I should have suspected something of the kind. It was only a couple of months since we had received a visitation from a pair of young men in scarves and flannels who had spent two days photographing Buckshaw from every conceivable angle, inside and out. Neville and Charlie, they were called, and Father had been exceedingly vague about their intentions. Supposing it to be just another photo visit from Country Life, I had put it out of my mind.

Now Father had been drawn again to the window, where he stood gazing out upon his troubled estate.

Feely got to her feet and strolled casually to the looking glass. She leaned in, peering closely at her own reflection.

I knew already what was on her mind.

“Any idea what it’s about?” she asked in a voice that wasn’t quite her own. “The film, I mean.”

“Another one of those blasted country house things, I believe,” Father replied, without turning round. “I didn’t bother to ask.”

“Any big names?”

“None that I recognize,” Father said. “The agent rattled on and on about someone named Wyvern, but it meant nothing to me.”

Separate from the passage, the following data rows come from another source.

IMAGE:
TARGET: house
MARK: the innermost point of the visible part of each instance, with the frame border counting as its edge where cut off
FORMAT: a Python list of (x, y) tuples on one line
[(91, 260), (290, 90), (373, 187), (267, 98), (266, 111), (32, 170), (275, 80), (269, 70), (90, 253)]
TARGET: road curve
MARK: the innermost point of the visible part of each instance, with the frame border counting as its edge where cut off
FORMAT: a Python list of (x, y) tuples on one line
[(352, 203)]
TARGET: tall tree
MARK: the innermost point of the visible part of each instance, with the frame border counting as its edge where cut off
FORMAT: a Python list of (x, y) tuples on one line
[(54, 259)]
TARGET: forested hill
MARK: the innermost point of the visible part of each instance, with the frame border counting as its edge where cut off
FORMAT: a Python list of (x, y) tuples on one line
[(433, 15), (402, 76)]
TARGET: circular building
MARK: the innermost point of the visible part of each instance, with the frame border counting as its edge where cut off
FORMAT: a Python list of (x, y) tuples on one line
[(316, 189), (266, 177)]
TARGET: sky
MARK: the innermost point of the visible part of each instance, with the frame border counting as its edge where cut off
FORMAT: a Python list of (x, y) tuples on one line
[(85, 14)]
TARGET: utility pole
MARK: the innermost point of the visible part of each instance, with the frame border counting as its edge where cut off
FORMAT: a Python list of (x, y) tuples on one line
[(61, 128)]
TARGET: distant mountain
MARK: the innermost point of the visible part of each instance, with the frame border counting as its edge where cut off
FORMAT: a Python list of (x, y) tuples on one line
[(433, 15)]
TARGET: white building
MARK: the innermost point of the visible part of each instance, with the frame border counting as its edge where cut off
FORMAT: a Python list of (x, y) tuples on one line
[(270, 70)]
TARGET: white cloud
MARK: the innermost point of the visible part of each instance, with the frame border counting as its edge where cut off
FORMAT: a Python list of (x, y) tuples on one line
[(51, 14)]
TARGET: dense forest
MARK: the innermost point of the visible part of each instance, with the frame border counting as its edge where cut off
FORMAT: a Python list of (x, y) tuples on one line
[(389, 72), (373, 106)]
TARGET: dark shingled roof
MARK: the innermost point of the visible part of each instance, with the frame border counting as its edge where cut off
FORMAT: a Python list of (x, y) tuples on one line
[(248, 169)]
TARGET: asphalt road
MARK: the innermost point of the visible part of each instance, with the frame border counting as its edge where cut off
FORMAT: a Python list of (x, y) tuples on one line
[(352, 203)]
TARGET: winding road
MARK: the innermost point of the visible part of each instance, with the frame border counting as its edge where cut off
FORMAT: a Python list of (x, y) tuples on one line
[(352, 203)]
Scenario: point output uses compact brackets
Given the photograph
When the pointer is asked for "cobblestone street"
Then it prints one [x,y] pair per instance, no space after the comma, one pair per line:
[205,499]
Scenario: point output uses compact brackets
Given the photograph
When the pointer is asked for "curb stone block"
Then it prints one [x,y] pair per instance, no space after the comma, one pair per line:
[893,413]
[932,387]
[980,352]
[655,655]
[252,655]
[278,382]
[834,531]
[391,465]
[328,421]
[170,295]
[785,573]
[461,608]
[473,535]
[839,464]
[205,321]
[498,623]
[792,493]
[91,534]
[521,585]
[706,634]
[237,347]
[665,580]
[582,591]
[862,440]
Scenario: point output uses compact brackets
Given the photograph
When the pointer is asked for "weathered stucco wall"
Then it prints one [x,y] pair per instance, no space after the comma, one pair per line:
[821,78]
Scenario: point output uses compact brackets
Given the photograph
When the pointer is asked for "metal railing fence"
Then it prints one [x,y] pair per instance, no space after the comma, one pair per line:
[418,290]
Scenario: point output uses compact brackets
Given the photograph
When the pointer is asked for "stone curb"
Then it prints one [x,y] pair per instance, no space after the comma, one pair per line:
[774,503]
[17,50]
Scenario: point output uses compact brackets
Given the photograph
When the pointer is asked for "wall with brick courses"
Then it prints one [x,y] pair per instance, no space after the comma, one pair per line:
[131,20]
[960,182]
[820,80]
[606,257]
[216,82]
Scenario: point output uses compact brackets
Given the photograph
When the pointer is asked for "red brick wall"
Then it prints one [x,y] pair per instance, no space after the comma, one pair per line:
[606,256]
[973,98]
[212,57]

Phyllis Wyvern?” Daffy was all agog. “Not Phyllis Wyvern?”

“Yes, that’s it,” Father said, brightening, but only a little. “Phyllis. The name rang a bell. Same name as the chairwoman of the Hampshire Philatelic Society.

“Except that her name is Phyllis Bramble,” he added, “not Wyvern.”

“But Phyllis Wyvern is the biggest film star in the world,” Feely said, openmouthed. “In the galaxy!”

“In the universe,” Daffy added solemnly. “The Crossing Keeper’s Daughter—she played Minah Kilgore, remember? Anna of the Steppes … Love and Blood … Dressed for Dying … The Secret Summer. She was supposed to have played Scarlett O’Hara in Gone With the Wind, but she choked on a peach pit the night before her screen test and couldn’t speak a word.”